Topic: E. Clinical Pediatric Surgery/Transplantation/Endocrine/Plastics Surgery
Utilization, Outcomes, and Retransplantation of Liver Allografts from Donation After Cardiac Death: Implications for Further Expansion of the Cadaver Donor Pool
Fred Selck1, Eric Grossman1, Lloyd Ratner2, John F Renz2
1New York Organ Donor Network, New York, NY;2New York Presbyterian Hospital, New York, NY
OBJECTIVE: Donation after cardiac death (DCD) for liver transplantation (LTX) has significant potential but application remains infrequent. This investigation examines DCD utilization, outcomes, and retransplantation to identify mechanisms to optimize DCD application.
METHODS: Retrospective analysis of the Scientific Registry of Transplant Recipients database from 01/02 through 04/07 identified 845DCD and 21,441non-DCD adult, initial, whole-organ, liver-only LTX. Demographic and physiologic (Model for End-Stage Liver Disease [MELD]) data were compared. Outcome measures were graft survival determined as death or retransplantation and listing for retransplantation within one-year post-LTX.

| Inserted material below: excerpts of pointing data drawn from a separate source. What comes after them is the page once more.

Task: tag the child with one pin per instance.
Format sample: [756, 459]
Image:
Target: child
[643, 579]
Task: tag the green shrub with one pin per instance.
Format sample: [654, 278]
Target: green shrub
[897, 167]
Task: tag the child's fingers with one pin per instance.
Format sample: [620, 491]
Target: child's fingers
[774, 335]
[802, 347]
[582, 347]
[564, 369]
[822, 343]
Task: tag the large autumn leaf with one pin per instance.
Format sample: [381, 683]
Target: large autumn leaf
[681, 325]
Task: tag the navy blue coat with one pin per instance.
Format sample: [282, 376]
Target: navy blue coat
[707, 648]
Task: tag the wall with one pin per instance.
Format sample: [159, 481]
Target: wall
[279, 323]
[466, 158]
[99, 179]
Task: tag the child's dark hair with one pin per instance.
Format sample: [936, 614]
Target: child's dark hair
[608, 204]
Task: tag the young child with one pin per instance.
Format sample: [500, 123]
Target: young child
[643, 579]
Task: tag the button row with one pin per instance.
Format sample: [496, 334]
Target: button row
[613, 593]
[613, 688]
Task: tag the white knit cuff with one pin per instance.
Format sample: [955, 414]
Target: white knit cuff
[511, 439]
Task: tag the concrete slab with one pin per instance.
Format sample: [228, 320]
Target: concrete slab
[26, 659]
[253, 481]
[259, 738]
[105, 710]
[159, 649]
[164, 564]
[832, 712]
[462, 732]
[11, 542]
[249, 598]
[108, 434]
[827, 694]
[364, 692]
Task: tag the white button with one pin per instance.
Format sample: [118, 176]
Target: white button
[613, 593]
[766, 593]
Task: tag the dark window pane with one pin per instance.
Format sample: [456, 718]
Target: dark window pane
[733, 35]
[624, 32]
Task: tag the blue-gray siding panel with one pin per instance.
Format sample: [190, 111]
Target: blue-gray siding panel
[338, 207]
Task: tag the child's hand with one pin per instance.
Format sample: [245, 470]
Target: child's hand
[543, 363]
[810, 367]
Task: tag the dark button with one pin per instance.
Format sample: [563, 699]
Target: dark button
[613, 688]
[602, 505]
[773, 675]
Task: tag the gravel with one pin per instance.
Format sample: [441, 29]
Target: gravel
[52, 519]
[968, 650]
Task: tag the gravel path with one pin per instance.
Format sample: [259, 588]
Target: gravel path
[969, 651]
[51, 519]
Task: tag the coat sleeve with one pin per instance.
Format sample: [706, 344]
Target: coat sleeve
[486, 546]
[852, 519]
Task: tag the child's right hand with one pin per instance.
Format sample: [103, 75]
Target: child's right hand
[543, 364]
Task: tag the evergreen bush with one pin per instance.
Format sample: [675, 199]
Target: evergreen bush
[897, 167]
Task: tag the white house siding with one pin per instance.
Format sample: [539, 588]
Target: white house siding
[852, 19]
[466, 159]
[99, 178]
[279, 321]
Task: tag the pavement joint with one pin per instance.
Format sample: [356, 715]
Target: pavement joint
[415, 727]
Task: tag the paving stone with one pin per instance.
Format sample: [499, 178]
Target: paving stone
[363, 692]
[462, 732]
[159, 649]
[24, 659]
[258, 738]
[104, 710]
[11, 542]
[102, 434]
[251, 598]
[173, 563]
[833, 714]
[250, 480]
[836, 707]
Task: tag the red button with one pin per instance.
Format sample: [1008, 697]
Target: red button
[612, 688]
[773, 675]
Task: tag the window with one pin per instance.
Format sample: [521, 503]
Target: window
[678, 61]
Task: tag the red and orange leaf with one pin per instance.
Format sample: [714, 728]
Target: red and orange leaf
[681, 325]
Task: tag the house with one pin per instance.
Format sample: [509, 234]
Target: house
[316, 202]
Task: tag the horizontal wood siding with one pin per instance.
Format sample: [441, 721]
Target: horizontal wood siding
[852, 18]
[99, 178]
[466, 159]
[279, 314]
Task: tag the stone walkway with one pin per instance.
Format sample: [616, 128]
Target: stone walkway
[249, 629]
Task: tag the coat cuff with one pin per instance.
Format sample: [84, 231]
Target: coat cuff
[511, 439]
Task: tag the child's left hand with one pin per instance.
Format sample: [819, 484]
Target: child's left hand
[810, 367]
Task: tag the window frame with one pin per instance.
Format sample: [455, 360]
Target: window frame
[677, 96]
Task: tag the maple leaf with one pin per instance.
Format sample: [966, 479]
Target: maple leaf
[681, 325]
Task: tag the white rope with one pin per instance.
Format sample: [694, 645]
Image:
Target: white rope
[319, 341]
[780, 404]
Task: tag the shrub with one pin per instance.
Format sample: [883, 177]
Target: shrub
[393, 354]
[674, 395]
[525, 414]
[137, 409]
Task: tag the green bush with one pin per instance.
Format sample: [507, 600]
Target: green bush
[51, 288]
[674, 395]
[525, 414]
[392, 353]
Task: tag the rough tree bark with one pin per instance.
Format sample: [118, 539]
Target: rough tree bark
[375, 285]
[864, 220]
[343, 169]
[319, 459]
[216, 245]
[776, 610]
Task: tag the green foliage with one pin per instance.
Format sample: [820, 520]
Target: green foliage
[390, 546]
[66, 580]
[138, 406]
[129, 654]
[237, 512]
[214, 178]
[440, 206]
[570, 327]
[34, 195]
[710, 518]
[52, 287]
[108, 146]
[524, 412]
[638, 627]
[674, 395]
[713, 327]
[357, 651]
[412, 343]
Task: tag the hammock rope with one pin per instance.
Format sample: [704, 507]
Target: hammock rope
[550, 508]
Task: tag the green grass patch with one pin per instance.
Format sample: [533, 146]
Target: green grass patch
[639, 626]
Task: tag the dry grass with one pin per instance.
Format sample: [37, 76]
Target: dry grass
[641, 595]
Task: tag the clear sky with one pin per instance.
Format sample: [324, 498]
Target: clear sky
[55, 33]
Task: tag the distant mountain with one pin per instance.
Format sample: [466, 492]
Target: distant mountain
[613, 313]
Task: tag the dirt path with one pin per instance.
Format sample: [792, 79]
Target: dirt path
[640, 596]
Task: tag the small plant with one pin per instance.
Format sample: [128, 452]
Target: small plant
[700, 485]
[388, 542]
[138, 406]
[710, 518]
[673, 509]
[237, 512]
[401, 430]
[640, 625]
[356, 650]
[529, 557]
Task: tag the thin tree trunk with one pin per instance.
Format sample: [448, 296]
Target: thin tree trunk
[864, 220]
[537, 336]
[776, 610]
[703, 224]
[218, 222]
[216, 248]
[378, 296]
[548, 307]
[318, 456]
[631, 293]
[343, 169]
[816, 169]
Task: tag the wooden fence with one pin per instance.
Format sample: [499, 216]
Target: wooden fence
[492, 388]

RESULTS: DCD donors were younger (p<0.001), with fewer African-American and non-caucasian race (p<0.001), and fewer deaths secondary to stroke (p <0.001). DCD recipients were older (p<0.001), with lower MELD (p<0.001), and less likely in ICU (p=0.02) or high-urgency status (p<0.001). DCD allografts were more frequently imported from another allocation region (12% vs 7% [p<0.001]). Cox regression analysis of time to DCD graft failure demonstrates higher DCD graft failure within the first 180days (20.5%DCD vs 11.5%non-DCD, [p<0.001]) with convergence thereafter. DCD listing for retransplantation and graft failure progressed continuously over180days versus 20days in non-DCD. When retransplanted, DCD recipients waited longer and received higher risk allografts (p=0.039) more often from another region. More DCD recipients remain waiting for retransplantation with fewer removed for death, clinical deterioration, or improvement.
CONCLUSIONS: DCD utilization is impeded by early outcomes and a temporally different failure pattern that limits access to retransplantation. Allocation policy that recognizes these limitations and increases access to retransplantaton is necessary for expansion of this donor population.